To this day, there are collectors of “Ninger Notes” because they’re highly sought after works of art, illegal to possess. The few people who have one don’t want to draw attention, for the Secret Service would come and demand it.



I was thinking about Ninger while I was on the toilet at Panda Express, after having paid $32 for two people to eat dinner yesterday.



It took Mr. Ninger, “Jim the Penman”, weeks of hard work and expensive materials (the paper, mainly) to make a $20 or a $50 (his favorite) or a $100, but it was worth it because those bills were all worth thousands of dollars in today’s money.



In fact, “Jim” probably did the $50 so much because a $100 was an eye watering amount of money back then and hard to explain, and almost certain to be closely inspected even if it would have been appropriate in-context to the transaction.

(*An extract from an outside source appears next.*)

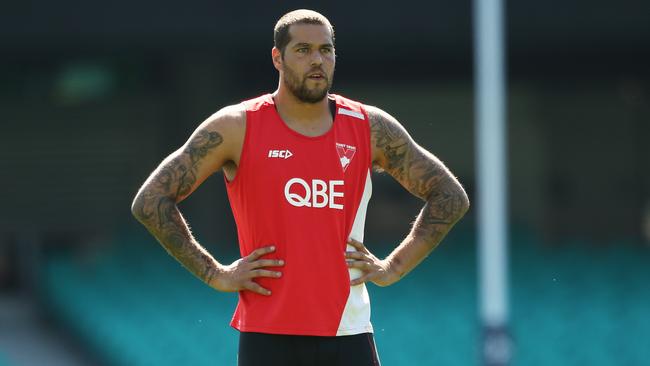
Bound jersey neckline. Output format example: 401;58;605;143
266;94;338;141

Ostensibly, the reason the Secret Service would show up is that counterfeiting is a risk to the economy, it destabilizes it, it’s inflationary.



The problem with this is nobody would spend a “Ninger Note”. They’re almost priceless because so few survived the trial and the Secret Service destroying them.



Even if the notes wouldn’t look so out of place today, nobody would ever part with a Ninger $50 that’s worth about $10,000 under-the-table to another art collector, on a meal at Panda Express, which is about all it buys now due to the economic destabilization and inflation of…….“Joe the Biden”.



Set to work producing $100s, it would take Emanuel Ninger 2.684 billion years to produce enough money to fund the federal government for a year, or 5.369 billion years if he did it in $50s, his favorite.